My name is Steven Lehrburger.
I’m in my last semester at ITP and I code part time at bit.ly.
For my thesis I’m building an alpha version of Wanderli.st,
So that people can wander the Internet, and bring their friends.
Wanderli.st will enable us to socialize within online contexts that are like the offline contexts we are so used to.
It will be an online tool for managing and synchronizing relationships across social web sites.
This xkcd map of online communities suggests a parallel between offline and online social spaces.
Physical space is an essential part of our social interactions — only the people in this room can hear me now, and I’m able (and expected!) to act differently in different social contexts — say, if I’m with my family around the dinner table or at a bar with my friends.
(comic from http://xkcd.com/256/)
I was looking at this map and thinking about how, on the Internet, we have different websites instead of different spaces.
I have accounts on Facebook and Twitter and Foursquare and Flickr and GitHub and each of them could be for sharing a different sort of thing with a different group of people, just like I get to do with physical space in the real world..
But instead, I have only the vaguest of ideas about what my Internet-wide social graph looks like, across web sites.
I have hundreds more “friends” on Facebook than I actually do in real life, so that graph is hopelessly over-saturated.
On the other hand, there are many websites where I’ve only bothered to add a handful of friends.
My real-world social contexts don’t currently map very well to my online social contexts, and it’s too much work to fix.
I don’t know know who I’m friends with on which sites, and I don’t even know who has accounts on those sites.
I don’t know who can see which of the things I share, and I certainly don’t have a single place I can go to understand and manage my tangled social graph.
I’m building Wanderli.st to solve this problem.
(photo from http://www.flickr.com/photos/insunlight/3946559430/)
So how is this going to work?
On one side we have various ways of accessing a user’s address book, and Google Contacts is one with a nice API.
On the other side we have the aforementioned social web sites that also have APIs.
Wanderli.st will act as a layer between the two, using the APIs on both sides to read in information about a user’s social data.
Google essentially has all the email addresses I’ve ever used, and these web sites have APIs that let you search for a user based on email address.
(And this is essentially how their address book import tools work, but those don’t scale when you have to make a decision about hundreds of people for each additional website.)
Wanderli.st could then show me visualizations of the people I know, which sites they use, and where I am friends with them. Which will be pretty cool.
But there’s more!
What if I could organize my contacts into groups, based on the real-world contexts in which I actually know them?

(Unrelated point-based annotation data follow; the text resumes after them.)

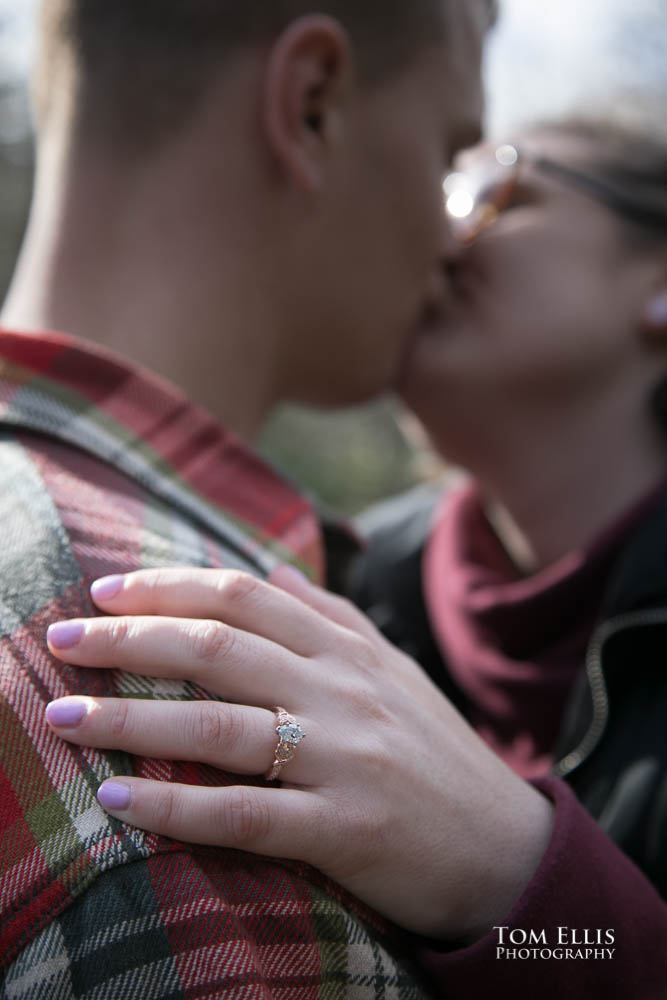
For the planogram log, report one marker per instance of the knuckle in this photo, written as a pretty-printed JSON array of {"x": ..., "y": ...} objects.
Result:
[
  {"x": 362, "y": 654},
  {"x": 153, "y": 581},
  {"x": 118, "y": 633},
  {"x": 119, "y": 719},
  {"x": 245, "y": 817},
  {"x": 164, "y": 806},
  {"x": 236, "y": 587},
  {"x": 210, "y": 641},
  {"x": 210, "y": 729},
  {"x": 366, "y": 703}
]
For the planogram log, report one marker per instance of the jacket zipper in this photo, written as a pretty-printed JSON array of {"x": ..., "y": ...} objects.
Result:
[{"x": 598, "y": 686}]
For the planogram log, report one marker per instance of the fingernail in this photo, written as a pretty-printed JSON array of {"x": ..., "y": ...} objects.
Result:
[
  {"x": 64, "y": 635},
  {"x": 112, "y": 795},
  {"x": 66, "y": 712},
  {"x": 106, "y": 587}
]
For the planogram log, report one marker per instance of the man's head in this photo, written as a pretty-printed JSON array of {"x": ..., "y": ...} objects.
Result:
[
  {"x": 323, "y": 132},
  {"x": 142, "y": 65}
]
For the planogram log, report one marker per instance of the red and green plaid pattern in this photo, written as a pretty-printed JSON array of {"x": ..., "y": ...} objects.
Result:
[{"x": 104, "y": 469}]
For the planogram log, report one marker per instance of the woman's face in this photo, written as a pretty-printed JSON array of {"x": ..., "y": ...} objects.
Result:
[{"x": 545, "y": 304}]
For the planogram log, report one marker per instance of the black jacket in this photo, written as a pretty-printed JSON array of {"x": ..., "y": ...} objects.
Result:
[{"x": 612, "y": 748}]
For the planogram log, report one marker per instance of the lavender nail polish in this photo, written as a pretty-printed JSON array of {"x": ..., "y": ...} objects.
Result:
[
  {"x": 66, "y": 712},
  {"x": 112, "y": 795},
  {"x": 106, "y": 587},
  {"x": 64, "y": 635}
]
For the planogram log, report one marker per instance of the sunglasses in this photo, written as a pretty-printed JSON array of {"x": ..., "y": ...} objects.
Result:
[{"x": 476, "y": 197}]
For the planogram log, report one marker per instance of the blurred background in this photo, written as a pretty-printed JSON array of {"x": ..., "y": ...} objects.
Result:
[{"x": 544, "y": 59}]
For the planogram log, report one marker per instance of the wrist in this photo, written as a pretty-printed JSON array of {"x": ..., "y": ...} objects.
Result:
[{"x": 508, "y": 862}]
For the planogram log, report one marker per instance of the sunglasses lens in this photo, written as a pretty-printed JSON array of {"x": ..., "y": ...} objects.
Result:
[{"x": 475, "y": 198}]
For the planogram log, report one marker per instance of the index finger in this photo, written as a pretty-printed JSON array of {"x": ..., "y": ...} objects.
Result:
[{"x": 235, "y": 598}]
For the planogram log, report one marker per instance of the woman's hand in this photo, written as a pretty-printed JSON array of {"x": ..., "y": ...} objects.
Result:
[{"x": 391, "y": 793}]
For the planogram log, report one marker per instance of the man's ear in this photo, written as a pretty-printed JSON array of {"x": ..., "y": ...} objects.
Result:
[
  {"x": 654, "y": 315},
  {"x": 308, "y": 72}
]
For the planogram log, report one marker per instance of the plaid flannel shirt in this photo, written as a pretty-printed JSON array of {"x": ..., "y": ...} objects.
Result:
[{"x": 105, "y": 469}]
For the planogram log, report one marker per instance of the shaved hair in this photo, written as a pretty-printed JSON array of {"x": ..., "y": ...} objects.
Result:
[{"x": 138, "y": 67}]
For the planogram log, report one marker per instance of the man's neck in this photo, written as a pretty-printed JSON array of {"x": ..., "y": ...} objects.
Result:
[{"x": 109, "y": 259}]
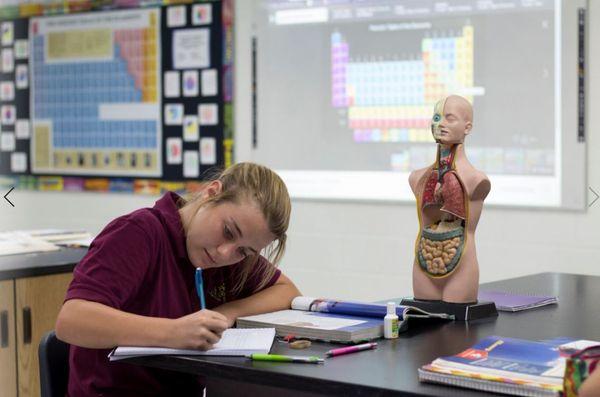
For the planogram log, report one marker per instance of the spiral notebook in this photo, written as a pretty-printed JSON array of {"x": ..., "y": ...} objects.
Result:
[
  {"x": 505, "y": 365},
  {"x": 511, "y": 302}
]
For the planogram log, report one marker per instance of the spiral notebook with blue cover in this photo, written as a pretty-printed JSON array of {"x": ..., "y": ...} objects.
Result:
[
  {"x": 332, "y": 320},
  {"x": 506, "y": 365}
]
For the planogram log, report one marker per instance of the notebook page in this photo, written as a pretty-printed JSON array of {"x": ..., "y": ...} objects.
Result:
[{"x": 234, "y": 342}]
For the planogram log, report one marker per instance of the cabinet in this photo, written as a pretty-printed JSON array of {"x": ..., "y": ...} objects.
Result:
[
  {"x": 31, "y": 305},
  {"x": 8, "y": 364}
]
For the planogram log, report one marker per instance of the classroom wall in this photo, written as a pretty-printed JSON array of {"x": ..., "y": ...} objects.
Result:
[{"x": 361, "y": 250}]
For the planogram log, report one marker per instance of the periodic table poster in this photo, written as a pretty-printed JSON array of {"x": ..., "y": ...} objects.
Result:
[{"x": 97, "y": 100}]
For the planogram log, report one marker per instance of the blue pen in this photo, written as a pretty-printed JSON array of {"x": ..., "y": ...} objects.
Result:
[{"x": 200, "y": 288}]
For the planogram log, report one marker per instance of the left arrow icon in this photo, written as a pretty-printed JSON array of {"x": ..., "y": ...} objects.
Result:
[{"x": 6, "y": 198}]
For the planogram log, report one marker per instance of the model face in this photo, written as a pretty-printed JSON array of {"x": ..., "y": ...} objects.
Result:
[
  {"x": 224, "y": 234},
  {"x": 448, "y": 124},
  {"x": 436, "y": 120}
]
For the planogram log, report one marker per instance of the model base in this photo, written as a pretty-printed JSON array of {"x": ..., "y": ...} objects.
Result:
[{"x": 461, "y": 311}]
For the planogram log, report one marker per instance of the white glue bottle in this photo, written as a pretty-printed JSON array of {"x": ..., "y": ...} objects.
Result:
[{"x": 390, "y": 322}]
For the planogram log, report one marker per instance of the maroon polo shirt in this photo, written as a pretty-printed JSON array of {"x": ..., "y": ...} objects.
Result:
[{"x": 139, "y": 264}]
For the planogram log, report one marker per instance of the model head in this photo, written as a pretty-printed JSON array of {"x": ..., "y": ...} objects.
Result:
[{"x": 452, "y": 120}]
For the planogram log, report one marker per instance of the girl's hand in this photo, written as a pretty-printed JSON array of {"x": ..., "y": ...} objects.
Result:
[{"x": 200, "y": 330}]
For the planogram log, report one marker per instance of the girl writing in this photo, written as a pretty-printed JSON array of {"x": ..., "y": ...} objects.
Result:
[{"x": 136, "y": 286}]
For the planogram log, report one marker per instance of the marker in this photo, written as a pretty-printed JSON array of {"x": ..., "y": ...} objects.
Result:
[
  {"x": 351, "y": 349},
  {"x": 200, "y": 288},
  {"x": 286, "y": 359}
]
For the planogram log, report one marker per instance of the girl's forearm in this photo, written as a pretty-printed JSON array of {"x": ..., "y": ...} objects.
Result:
[{"x": 276, "y": 297}]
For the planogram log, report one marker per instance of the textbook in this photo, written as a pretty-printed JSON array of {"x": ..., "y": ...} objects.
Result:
[
  {"x": 506, "y": 365},
  {"x": 331, "y": 320},
  {"x": 234, "y": 342},
  {"x": 509, "y": 302}
]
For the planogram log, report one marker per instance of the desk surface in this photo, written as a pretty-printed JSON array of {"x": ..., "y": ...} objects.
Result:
[
  {"x": 40, "y": 263},
  {"x": 391, "y": 369}
]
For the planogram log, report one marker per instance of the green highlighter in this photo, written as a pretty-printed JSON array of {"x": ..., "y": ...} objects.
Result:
[{"x": 286, "y": 359}]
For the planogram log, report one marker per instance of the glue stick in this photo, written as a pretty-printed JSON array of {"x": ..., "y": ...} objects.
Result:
[{"x": 390, "y": 322}]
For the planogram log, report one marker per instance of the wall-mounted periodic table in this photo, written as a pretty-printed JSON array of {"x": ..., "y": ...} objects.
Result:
[{"x": 102, "y": 97}]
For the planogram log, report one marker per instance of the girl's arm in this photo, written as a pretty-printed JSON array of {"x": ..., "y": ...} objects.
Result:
[
  {"x": 94, "y": 325},
  {"x": 279, "y": 296}
]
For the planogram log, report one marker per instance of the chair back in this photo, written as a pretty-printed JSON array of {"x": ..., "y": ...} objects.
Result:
[{"x": 54, "y": 366}]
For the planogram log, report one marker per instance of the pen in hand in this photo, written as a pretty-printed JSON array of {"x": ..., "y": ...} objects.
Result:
[{"x": 200, "y": 288}]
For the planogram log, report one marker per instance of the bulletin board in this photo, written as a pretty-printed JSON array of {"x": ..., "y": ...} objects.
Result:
[{"x": 116, "y": 99}]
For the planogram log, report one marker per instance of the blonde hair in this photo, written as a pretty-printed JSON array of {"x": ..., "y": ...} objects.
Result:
[{"x": 261, "y": 186}]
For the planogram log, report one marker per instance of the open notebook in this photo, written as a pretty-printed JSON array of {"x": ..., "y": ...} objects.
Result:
[{"x": 234, "y": 342}]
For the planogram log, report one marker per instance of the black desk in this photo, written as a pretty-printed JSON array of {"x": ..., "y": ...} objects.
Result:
[
  {"x": 40, "y": 263},
  {"x": 391, "y": 369}
]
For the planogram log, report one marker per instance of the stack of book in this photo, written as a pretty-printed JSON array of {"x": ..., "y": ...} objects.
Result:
[
  {"x": 512, "y": 302},
  {"x": 506, "y": 365},
  {"x": 336, "y": 321}
]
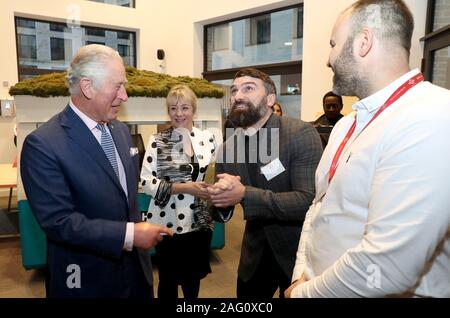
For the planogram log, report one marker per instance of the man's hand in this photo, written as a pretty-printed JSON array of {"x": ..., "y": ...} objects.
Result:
[
  {"x": 198, "y": 189},
  {"x": 227, "y": 191},
  {"x": 287, "y": 292},
  {"x": 147, "y": 235}
]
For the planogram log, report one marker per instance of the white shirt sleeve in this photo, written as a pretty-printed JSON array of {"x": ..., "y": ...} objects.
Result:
[
  {"x": 129, "y": 237},
  {"x": 300, "y": 262}
]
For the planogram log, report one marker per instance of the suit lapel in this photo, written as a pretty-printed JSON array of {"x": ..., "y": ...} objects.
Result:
[
  {"x": 83, "y": 137},
  {"x": 123, "y": 149}
]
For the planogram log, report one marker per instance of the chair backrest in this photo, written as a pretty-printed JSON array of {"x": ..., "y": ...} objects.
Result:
[{"x": 32, "y": 238}]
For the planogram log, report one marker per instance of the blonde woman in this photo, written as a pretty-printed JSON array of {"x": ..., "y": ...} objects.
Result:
[{"x": 172, "y": 173}]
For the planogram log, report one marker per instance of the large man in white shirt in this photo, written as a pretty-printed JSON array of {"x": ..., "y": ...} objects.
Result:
[{"x": 379, "y": 224}]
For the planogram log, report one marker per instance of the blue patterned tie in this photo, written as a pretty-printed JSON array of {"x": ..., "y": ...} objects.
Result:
[{"x": 108, "y": 147}]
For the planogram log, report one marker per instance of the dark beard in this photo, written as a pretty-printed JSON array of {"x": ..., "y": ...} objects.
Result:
[
  {"x": 248, "y": 117},
  {"x": 347, "y": 81}
]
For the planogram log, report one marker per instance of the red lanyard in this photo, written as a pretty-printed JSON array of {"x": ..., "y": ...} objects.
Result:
[{"x": 393, "y": 98}]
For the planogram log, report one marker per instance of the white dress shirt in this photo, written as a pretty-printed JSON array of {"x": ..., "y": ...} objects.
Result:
[
  {"x": 91, "y": 124},
  {"x": 381, "y": 227}
]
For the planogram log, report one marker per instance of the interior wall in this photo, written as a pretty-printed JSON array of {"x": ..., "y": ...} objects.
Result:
[
  {"x": 319, "y": 18},
  {"x": 177, "y": 27}
]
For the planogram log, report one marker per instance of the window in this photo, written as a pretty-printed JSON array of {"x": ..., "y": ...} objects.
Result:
[
  {"x": 124, "y": 50},
  {"x": 123, "y": 35},
  {"x": 27, "y": 46},
  {"x": 57, "y": 49},
  {"x": 270, "y": 41},
  {"x": 49, "y": 46},
  {"x": 267, "y": 38},
  {"x": 59, "y": 27},
  {"x": 22, "y": 23},
  {"x": 298, "y": 24},
  {"x": 221, "y": 37},
  {"x": 122, "y": 3},
  {"x": 94, "y": 42},
  {"x": 95, "y": 32},
  {"x": 258, "y": 30}
]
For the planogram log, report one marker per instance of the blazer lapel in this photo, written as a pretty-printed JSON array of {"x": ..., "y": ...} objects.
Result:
[
  {"x": 81, "y": 135},
  {"x": 241, "y": 167}
]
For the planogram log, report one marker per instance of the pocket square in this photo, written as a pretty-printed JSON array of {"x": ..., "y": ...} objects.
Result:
[{"x": 134, "y": 151}]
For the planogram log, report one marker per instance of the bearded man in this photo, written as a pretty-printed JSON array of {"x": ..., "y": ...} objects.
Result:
[{"x": 268, "y": 167}]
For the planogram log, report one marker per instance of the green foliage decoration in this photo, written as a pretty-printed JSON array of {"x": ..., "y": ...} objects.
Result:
[{"x": 140, "y": 83}]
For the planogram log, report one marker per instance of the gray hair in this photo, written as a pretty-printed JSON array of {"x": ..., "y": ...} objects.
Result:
[
  {"x": 89, "y": 62},
  {"x": 391, "y": 20}
]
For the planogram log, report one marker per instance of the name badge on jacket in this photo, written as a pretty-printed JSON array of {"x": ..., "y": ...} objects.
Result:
[
  {"x": 272, "y": 169},
  {"x": 134, "y": 151}
]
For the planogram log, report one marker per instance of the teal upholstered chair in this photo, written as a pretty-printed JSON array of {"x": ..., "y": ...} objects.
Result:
[{"x": 34, "y": 243}]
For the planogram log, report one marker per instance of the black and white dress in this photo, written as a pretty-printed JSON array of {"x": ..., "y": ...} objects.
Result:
[{"x": 187, "y": 253}]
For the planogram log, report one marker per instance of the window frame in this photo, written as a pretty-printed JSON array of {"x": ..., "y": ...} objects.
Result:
[
  {"x": 26, "y": 70},
  {"x": 290, "y": 67},
  {"x": 433, "y": 41}
]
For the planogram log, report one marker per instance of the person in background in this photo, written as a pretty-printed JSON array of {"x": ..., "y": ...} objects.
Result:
[
  {"x": 274, "y": 190},
  {"x": 332, "y": 107},
  {"x": 380, "y": 222},
  {"x": 277, "y": 109},
  {"x": 81, "y": 181},
  {"x": 173, "y": 172}
]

These are some of the ones I might use, I’d have others as well, and each person could have different contexts.
And many of these web sites have *write* APIs for their social data in addition to read APIs.
So Wanderli.st could then modify relationships on these other web sites, based on these custom groups, adding and removing other people as friends accordingly.
For example, my classmates at ITP and my coworkers at bit.ly can be my friends on Foursquare and know where I am, but I my ex-girlfriends, not so much.
To summarize, this is cool because users get to understand their social lives in a way they couldn’t before.
Users can maintain a single list of their friends and contacts
And if they want to join a new site, they can just select the appropriate groups, and this lowers the activation cost of trying new sites.
This is a better way for users to manage their privacy. Rather than deal with confusing settings within an account, users can simply restrict content to be viewable only by their friends, and manage those connections accordingly.
And everything can sync! If you meet someone new it’s easy to add them to the places you want and not anywhere else.
When people can move from one web site to another and take their friends with them, they can go to the places want to be, and have a better social experience on the Internet.
So that’s Wanderli.st.
Moving forward, I’m looking primarily for a software developer to build this with me, and for a business person to help me run this as a company.
I’d love to hear your feedback, and thank you for listening!